Труднее всего оказалось отыскать того человека, который, столь же старый, как и его господин, ныне живет в полнейшем забвении: большинство из тех, кого я расспрашивал о нем, пожимали плечами, утверждая, что он давно умер. Он служил императору до последнего дня, до того самого момента, когда военные увезли монарха из дворца, а ему велели, собрав свои пожитки, отправляться домой.

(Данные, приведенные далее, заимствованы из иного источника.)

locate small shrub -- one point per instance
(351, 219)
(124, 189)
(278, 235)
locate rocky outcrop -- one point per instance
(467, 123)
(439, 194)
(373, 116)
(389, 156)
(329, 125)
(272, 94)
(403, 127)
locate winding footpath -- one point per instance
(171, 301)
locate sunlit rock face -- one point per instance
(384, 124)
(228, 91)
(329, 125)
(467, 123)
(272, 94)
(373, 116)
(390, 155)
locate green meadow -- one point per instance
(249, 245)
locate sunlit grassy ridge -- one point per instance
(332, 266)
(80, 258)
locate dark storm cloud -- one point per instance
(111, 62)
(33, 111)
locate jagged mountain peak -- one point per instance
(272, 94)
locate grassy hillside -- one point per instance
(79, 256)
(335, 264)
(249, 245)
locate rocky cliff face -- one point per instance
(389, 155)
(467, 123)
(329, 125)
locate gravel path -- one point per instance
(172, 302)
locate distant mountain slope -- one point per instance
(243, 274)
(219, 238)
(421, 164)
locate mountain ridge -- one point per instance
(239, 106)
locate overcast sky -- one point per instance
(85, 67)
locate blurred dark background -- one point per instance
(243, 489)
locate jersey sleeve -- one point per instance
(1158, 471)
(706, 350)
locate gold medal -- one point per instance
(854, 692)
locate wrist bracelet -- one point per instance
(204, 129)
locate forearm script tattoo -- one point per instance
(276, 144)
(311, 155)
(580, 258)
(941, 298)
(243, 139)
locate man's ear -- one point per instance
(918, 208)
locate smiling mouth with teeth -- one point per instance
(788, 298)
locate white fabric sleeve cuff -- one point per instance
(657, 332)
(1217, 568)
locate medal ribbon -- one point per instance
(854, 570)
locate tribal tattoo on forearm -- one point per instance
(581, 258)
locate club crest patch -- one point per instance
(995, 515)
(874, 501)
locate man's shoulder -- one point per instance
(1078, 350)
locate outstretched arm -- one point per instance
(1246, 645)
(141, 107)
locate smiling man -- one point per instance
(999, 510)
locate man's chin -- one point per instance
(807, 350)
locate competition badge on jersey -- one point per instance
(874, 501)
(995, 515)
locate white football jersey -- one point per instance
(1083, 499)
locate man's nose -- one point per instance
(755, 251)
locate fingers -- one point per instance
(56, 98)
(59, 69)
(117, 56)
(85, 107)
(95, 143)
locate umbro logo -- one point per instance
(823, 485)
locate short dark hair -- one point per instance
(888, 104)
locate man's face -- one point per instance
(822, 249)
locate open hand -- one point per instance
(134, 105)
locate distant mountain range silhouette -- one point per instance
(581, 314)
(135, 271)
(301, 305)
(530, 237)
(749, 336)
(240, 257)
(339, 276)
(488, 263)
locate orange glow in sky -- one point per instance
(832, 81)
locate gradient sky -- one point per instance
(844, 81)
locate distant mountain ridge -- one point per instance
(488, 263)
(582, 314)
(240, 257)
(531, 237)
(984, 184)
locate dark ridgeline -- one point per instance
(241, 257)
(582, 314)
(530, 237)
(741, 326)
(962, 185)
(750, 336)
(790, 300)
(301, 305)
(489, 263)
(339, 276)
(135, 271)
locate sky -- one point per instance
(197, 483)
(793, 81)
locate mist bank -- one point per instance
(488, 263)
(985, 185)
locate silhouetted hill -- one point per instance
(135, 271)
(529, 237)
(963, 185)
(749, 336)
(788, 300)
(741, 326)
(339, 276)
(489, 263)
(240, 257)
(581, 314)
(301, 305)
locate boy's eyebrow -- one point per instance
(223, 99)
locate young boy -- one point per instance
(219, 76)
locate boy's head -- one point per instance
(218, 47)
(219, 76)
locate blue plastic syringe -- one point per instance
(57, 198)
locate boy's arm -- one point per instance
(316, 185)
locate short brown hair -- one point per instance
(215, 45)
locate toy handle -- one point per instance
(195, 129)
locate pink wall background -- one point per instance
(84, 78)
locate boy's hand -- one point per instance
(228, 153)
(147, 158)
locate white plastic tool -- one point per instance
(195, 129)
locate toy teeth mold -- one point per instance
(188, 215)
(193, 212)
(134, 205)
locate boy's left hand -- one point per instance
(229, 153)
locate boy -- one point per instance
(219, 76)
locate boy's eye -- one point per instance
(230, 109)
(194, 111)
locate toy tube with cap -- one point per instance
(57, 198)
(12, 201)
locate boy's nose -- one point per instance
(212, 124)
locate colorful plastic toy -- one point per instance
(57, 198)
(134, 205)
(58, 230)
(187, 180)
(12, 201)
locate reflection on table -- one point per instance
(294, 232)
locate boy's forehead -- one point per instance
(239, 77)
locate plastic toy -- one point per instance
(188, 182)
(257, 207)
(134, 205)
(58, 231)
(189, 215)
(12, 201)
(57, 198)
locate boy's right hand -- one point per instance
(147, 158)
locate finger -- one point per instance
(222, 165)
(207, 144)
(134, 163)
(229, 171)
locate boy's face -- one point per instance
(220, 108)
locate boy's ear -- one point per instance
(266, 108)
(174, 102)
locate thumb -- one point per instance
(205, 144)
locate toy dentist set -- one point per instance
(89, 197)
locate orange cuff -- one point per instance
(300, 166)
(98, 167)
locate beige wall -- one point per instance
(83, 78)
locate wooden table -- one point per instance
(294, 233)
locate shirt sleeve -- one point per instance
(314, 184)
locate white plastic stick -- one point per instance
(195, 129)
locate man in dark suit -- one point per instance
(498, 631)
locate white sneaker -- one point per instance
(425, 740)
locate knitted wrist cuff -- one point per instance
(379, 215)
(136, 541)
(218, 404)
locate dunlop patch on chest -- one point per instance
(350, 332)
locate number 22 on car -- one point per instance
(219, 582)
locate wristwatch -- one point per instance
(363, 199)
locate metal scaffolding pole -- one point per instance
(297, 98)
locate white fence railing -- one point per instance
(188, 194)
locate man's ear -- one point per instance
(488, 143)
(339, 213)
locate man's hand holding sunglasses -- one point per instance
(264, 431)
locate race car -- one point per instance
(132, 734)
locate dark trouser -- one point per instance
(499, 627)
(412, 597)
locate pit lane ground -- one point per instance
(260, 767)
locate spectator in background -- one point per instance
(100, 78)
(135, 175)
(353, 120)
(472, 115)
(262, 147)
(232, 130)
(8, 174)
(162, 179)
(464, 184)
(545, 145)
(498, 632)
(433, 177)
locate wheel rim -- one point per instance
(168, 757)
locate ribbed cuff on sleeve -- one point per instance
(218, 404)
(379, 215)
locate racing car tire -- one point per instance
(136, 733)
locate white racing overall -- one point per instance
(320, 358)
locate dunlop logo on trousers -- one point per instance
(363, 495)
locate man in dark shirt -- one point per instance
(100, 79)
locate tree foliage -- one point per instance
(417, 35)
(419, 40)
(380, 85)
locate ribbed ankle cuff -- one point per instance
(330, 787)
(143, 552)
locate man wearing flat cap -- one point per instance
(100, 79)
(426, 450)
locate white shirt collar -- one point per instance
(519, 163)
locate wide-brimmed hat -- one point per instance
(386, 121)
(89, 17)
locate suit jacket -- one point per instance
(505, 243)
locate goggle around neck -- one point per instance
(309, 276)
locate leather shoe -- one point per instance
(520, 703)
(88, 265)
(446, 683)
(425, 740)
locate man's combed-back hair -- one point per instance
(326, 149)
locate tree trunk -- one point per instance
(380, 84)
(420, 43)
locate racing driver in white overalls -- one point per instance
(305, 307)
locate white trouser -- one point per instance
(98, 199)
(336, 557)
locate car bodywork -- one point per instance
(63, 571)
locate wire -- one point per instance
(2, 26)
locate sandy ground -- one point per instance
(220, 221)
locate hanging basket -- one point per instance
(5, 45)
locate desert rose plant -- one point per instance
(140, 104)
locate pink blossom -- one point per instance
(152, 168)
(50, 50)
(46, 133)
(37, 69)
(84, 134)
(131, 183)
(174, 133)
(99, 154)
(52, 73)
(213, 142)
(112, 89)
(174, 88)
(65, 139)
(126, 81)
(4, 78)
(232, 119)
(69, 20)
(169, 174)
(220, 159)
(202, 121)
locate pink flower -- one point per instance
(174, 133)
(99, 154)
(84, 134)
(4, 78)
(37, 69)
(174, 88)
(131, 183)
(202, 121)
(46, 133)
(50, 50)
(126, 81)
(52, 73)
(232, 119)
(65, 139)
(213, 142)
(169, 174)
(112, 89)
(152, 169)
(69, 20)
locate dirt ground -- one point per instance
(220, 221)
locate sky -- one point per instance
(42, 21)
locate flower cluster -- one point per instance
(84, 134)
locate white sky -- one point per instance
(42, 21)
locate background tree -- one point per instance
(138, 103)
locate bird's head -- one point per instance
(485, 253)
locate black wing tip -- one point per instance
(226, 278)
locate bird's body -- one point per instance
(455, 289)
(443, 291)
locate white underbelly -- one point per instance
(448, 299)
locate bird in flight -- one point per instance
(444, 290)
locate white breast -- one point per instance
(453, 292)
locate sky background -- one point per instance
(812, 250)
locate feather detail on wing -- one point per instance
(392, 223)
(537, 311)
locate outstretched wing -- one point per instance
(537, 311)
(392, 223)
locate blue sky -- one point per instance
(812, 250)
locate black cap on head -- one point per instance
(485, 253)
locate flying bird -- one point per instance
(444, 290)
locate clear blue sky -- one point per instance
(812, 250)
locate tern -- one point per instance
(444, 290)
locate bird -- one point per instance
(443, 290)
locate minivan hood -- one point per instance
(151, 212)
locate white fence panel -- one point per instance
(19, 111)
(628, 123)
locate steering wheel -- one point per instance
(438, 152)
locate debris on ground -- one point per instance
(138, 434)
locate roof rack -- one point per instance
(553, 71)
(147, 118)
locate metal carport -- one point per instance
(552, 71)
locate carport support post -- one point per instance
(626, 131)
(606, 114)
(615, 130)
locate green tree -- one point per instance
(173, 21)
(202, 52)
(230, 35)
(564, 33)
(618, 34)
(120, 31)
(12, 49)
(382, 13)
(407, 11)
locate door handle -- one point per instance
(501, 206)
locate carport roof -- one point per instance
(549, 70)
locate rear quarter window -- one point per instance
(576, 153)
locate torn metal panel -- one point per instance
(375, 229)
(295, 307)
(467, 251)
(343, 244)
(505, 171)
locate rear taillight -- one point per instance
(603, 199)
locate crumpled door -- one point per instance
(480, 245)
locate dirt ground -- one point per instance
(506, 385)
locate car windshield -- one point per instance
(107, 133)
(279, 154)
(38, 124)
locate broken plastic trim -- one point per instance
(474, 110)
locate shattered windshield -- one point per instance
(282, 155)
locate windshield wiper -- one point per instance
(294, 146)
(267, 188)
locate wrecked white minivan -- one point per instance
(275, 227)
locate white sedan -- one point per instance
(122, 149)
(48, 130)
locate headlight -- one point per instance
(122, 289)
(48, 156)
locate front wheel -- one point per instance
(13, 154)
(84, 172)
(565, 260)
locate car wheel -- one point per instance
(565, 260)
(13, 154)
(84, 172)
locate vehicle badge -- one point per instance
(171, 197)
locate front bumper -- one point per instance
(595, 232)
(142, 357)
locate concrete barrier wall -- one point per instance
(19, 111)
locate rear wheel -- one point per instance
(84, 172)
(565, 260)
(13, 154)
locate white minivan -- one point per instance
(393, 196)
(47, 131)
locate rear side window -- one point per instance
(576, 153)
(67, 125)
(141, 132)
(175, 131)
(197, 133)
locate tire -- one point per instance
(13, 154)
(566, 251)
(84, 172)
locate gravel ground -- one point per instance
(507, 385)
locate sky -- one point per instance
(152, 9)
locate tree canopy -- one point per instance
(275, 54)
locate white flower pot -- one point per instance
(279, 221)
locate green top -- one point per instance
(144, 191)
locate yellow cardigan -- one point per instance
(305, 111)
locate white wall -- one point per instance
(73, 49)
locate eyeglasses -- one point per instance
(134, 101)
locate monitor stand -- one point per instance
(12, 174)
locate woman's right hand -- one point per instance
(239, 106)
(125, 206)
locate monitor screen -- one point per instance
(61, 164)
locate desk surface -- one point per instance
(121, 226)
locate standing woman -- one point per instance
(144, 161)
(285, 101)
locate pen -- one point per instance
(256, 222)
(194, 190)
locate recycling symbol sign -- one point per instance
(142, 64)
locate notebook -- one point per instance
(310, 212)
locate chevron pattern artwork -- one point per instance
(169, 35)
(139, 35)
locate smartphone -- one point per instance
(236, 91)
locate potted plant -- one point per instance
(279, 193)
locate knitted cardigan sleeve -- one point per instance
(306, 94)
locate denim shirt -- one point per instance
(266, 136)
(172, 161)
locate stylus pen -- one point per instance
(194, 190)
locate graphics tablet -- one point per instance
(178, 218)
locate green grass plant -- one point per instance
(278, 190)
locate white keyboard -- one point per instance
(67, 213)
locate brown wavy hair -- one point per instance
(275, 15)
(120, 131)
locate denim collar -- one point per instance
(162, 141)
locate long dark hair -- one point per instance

Во второй половине августа офицеры задерживают последних людей из окружения Хайле Селассие. Императора в тот момент они еще не трогают, им требуется время, чтобы подготовить к этому общественное мнение: столица должна осознать, почему устраняют монарха. Офицеры отдают себе отчет, что такое магический характер народного сознания и какими опасностями чревато низложение. Магический характер подобного сознания состоит в том, что высочайшее лицо часто подсознательно наделяют отличительными сверхъестественными признаками. Высочайшая особа – лучшая, мудрейшая и благороднейшая, непорочная и милосердная. Это сановники плохие, они одни – причина всех бед. Да если бы высочайшая особа только знала, что творят его приближенные, она тотчас бы исправила зло, жизнь сразу стала бы лучше! Увы, эти ловкие негодяи все скрывают от своего господина, и поэтому вокруг столько мерзости, а жизнь так невыносима, жалка и безрадостна. Магический характер этого мышления состоит в том, что в действительности при господстве самовластья именно эта высочайшая особа – главная причина всего происходящего. Самодержец великолепно знает обо всем, а даже если чего-то и не знает, то только потому, что не желает знать, ибо это его не устраивает. Вовсе не случайно в окружении императора в большинстве своем были низкие и ничтожные люди. Подлость и ничтожество служили условием возвышения; согласно этому критерию, монарх подбирал своих фаворитов, награждая и одаривая их различными благами. Ни один шаг не был сделан, ни одно слово не было произнесено без его ведома и согласия. Все говорили его словами, даже если говорили по-разному, ибо он и сам не повторял одного и того же. Да и не могло быть иначе, ибо непременным условием приближения к особе императора было сотворение его культа; кто в этом не проявлял активности и терял усердие – терял и место, выбывал из игры, исчезал. Хайле Селассие жил в царстве своих отражений, его свита состояла из размноженных отражений монарха, что представляли собой господа Аклилу, Тесфайе Гебре-Ыгзи, Адмасу Рэтта помимо того, что они были министрами Хайле Селассие? Они были ничем, кроме того, что являлись министрами Хайле Селассие. Но именно такие люди и требовались императору, только они были в состоянии удовлетворить его тщеславие, его любование самим собой, его страсть к игре и позерству, к жесту и возвеличению.